Durante algunos años me acompañó como cabecero de mi cama Roberto Santamaría. ¡Qué tío!, pensaba cada vez que miraba el cuadro en cuestión. En la imagen estaba él parando un penalti en el Estadio de Gran Canaria en su primer día como titular, en un disparo desde los once metros de Fabián Canobbio que el árbitro mandó a repetir en el descuento. El partido acabó con victoria de la UD ante el Celta por 1-0. En mi visión adolescente y amarilla de la vida no había nadie que tuviera más mérito para dormir sobre mi cabeza. Más aún cuando lo que más me gustaba era limarme los codos cada fin de semana.

Ahora ese póster está en el trastero de casa, cogiendo polvo con otros tantos cachivaches. Lo descolgué el verano que forzó su salida aludiendo problemas personales de su pareja en aquel momento para jugar en el Málaga. Rechisté y lo repudié. ¿Cómo podía hacernos eso? ¿Cómo nos podía dejar tirados así? ¿Cómo me había engañado tan bien?

Aquello me sirvió para empezar a relativizar otras cosas del balón, para empezar a entender que el fútbol y el beso al escudo son compañeros de viaje volátiles. Cuando empecé a dar los primeros pasos en una redacción, más aún. El funcionamiento de los agentes y su lonja de jugadores, las comisiones, los billetes que vuelan, los entresijos de los clubes...

Compadezco a todos los que estos días han descolgado un cuadro de su habitación porque con la marcha de Viera volví a sentir, aunque de otra manera, aquello que me pasó con Santamaría. Imagino que en algún sitio de esta Isla algún chaval habrá pensado por qué le puso su nombre a la camiseta, que no entiende por qué tanto dinero le ha cegado para irse a jugar a China -habría que ponerse en esa situación- y que ahora mismo sienta una puñalada en su costado.
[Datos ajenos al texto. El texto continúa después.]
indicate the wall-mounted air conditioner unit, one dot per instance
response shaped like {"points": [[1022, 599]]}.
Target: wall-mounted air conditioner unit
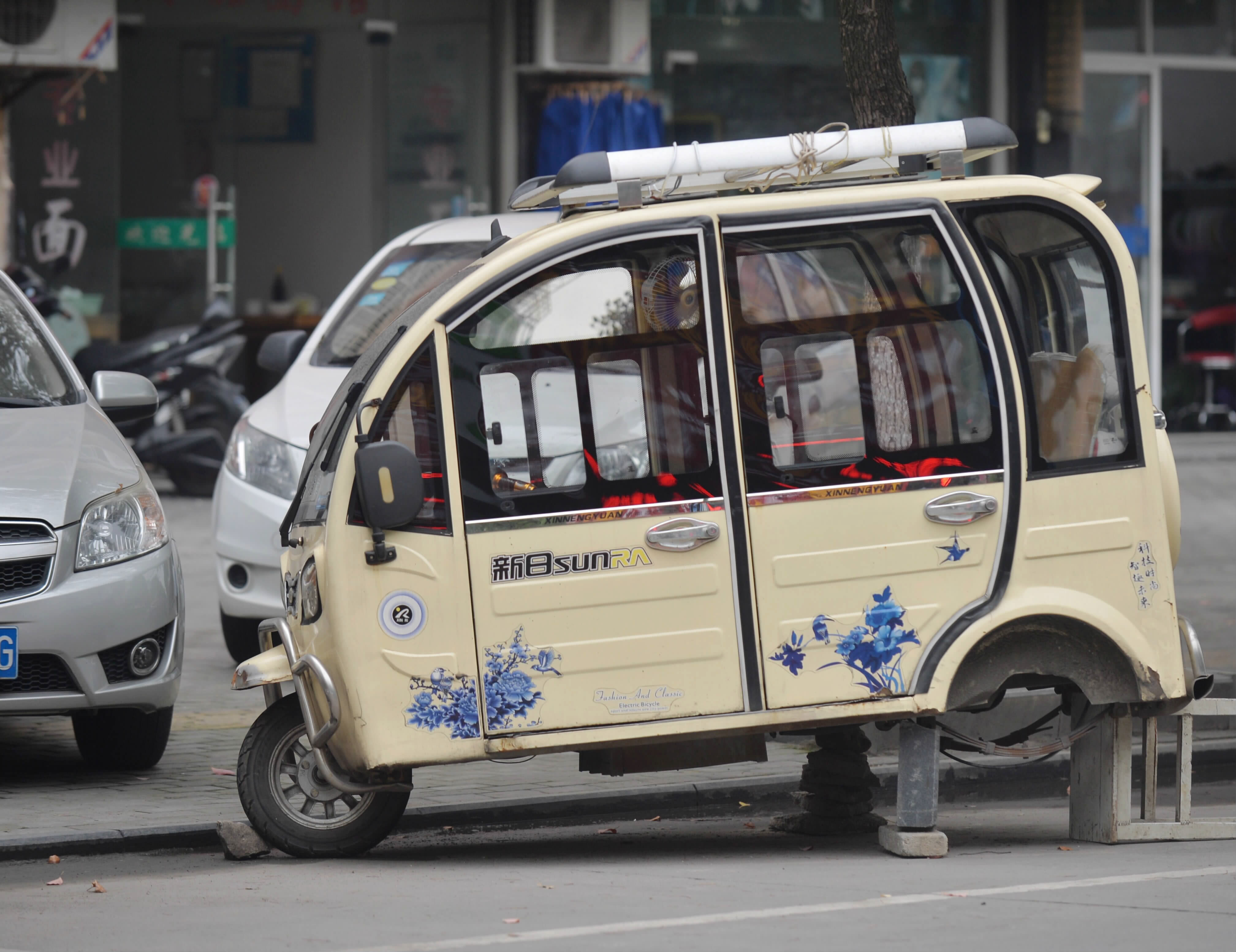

Si volví a sentir aquello por la marcha de Viera, futbolísticamente grave, no fue solo por su adiós en el césped, sino por la pérdida de su simbolismo. Para una generación Jonathan Viera, a su más alto nivel, es lo mejor que hemos visto de amarillo. Somos hijos de una UD pobre, sin el lustre que atesoró en sus días de gloria, víctimas de la Segunda y la Segunda División B, cansados de escuchar historias de los 60, 70 y 80 -vaya el respeto a la historia por delante-. De aquel equipo de Quique Setién, Roque Mesa, Viera o Prince Boateng ya no hay casi nada. Esa era la UD de nuestras batallitas para los que viniesen detrás.

Supongo que días como los del Santiago Bernabéu durante el curso pasado valen para olvidar que el fútbol, a sabiendas de lo que nos puede hacer, tape todo y nos reconciliemos con él. Momentos como aquel, quizá uno de los de máxima exposición de los últimos días felices de la UD, valen para que el fútbol nos vuelva a engañar y nos sintamos dichosos por ello, que pensemos que ese tiempo será infinito. Porque lo volverá a hacer, volverá a engatusarnos para darnos un golpe duro en la cara cuando se le antoje y probablemente sentiremos que valdrá la pena después. ¿Se imaginan que se salva la UD?

'Apunte Sálvame'. Un compañero de la universidad me contó que la actual novia de Roberto Santamaría compartió con nosotros aula en Madrid. Empiezo a creer en la teoría de los seis grados de separación. Así es la vida.